Implicit async memcpy (updated with an example)

Hi,

In the fortran code, if I only use the openAcc, and the “mirror” to pass global device arrays across several subroutines, any updates from host to device using “update” WITHOUT “async”, it generates only one stream.

However, when I pass the flag “-Mcuda” into the compiler, without “update”, there is still one stream. But when use “update” (even without “async”), there are two streams launched and one stream is responsible for the memory transfer.

Why is that? How can force one stream but still use -Mcuda?

P.S: In my application, this async memory transfer can not reduce the time since no computations and memcpys are overlapped. Moreover, this two streams result in some overhead which is not small enough compared with the pure computation.

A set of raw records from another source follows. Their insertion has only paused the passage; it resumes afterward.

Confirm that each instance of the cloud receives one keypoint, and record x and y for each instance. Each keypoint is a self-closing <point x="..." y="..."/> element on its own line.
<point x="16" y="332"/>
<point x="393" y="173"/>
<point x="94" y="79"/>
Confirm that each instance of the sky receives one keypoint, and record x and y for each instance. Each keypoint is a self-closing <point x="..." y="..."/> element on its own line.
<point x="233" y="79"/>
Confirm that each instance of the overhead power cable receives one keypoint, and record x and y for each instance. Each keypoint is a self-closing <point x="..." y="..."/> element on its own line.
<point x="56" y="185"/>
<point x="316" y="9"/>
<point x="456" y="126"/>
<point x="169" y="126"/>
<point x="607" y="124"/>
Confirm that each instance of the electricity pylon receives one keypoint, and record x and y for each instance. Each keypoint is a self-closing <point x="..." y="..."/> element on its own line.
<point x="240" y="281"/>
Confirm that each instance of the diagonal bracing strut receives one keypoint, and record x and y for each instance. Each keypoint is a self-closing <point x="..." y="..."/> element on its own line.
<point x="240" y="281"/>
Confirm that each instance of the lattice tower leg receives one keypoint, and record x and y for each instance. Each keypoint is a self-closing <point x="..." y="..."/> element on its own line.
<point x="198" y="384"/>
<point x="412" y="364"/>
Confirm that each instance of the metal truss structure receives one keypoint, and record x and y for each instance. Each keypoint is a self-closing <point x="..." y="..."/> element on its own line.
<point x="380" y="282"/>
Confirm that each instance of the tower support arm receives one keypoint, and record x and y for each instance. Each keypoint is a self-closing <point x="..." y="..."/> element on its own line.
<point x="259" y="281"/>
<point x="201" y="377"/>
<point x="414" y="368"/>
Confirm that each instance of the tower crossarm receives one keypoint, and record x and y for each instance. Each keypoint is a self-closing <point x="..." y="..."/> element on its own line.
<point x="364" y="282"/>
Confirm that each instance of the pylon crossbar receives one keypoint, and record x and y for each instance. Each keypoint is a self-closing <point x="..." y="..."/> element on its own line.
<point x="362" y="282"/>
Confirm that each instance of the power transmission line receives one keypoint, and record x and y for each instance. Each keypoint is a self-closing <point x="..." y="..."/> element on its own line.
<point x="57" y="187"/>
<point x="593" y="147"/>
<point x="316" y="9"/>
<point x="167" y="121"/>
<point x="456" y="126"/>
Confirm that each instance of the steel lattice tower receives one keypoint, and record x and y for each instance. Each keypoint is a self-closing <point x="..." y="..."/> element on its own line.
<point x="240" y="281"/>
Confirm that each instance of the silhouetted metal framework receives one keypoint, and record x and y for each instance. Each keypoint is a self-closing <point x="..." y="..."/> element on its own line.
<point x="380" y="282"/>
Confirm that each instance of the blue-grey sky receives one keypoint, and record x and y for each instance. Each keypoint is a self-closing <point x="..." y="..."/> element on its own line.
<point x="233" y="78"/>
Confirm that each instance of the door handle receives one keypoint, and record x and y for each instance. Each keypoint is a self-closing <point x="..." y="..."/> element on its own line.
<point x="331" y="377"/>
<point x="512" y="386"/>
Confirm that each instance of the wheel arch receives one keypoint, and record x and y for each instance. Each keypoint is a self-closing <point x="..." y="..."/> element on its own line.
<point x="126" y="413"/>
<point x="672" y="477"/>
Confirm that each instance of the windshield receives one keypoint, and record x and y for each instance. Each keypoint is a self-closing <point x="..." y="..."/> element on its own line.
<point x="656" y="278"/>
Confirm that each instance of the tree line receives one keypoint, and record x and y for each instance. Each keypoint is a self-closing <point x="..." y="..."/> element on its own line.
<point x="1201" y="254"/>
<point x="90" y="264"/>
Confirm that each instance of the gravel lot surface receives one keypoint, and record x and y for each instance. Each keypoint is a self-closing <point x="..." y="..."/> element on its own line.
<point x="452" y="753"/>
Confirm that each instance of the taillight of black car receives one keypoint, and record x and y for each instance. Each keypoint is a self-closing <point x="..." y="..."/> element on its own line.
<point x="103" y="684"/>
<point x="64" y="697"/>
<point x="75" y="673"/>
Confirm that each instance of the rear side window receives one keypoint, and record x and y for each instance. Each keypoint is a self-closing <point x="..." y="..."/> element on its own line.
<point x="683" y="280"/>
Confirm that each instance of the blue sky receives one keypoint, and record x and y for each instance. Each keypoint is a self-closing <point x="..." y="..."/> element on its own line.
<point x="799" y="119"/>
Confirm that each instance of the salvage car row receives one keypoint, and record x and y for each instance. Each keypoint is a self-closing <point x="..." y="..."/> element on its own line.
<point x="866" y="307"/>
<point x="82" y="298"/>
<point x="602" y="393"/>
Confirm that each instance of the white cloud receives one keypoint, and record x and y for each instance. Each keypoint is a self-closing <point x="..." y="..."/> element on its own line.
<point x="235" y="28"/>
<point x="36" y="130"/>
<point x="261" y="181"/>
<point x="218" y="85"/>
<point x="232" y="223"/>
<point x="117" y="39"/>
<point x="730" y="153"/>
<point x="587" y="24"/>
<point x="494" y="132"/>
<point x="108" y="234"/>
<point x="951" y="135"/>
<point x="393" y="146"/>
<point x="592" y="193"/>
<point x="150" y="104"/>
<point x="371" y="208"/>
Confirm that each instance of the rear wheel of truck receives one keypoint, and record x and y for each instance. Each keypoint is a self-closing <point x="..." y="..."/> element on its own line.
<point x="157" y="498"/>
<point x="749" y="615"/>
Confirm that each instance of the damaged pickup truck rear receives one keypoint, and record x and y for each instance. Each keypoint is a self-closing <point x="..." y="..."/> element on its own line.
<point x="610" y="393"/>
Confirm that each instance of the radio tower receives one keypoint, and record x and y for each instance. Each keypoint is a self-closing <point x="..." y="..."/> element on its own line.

-----------------------------updated with an example here---------------------
Below is an fotran 77 sample code called simpleTest.f. My compile command line is

pgf90 -o test -acc -mp -ta=nvidia:cc2.0,time -Minfo=accel -Mcuda -Mvect simpleTest.f



subroutine mysub()
      integer N,i
      parameter (N=1048576)
      common/blk/t1(N),t2(N),t3(N)
!$acc update device(t1,t2,t3)
!$acc kernels
!$acc loop
      do i=1,N
         t2(i)=t1(i)*t1(i)+t2(i)*t3(N)
      enddo
!$acc end kernels
!$acc update host(t2)
      return
      end

      program mainTest
      integer N,i
      parameter (N=1048576)
      real t1(1:N),t2(1:N),t3(1:N)
      common/blk/t1,t2,t3

!$acc mirror(t1,t2,t3)

      do i=1,N
         CALL RANDOM_NUMBER(HARVEST=X)
         t1(i)=X 
         CALL RANDOM_NUMBER(HARVEST=X)
         t2(i)=X 
         CALL RANDOM_NUMBER(HARVEST=X)
         t3(i)=X 
      enddo
  

      do j=1,10
      call mysub()
      end do 

      end program mainTest



When you run the execute “test” using nvvp, you will see two streams like

however, if I can change

t2(i)=t1(i)*t1(i)+t2(i)*t3(i)

It uses one stream again.





thanks!

Hi pilot117,

Sorry of the delayed response. I needed to ask one of our compiler engineers about this. It turns out to be same problem as one we found internally a few weeks ago with stream assignment and asynchronous data movement. The correct behaviour here is to use a single stream. We will have this corrected in our next release.

Thanks!
Mat

Hi, Mat,

I tried this simple example with the 12.6 compiler. It still runs two streams as before and the profiling timeline is similar as the one shown above.

Any idea?

thanks!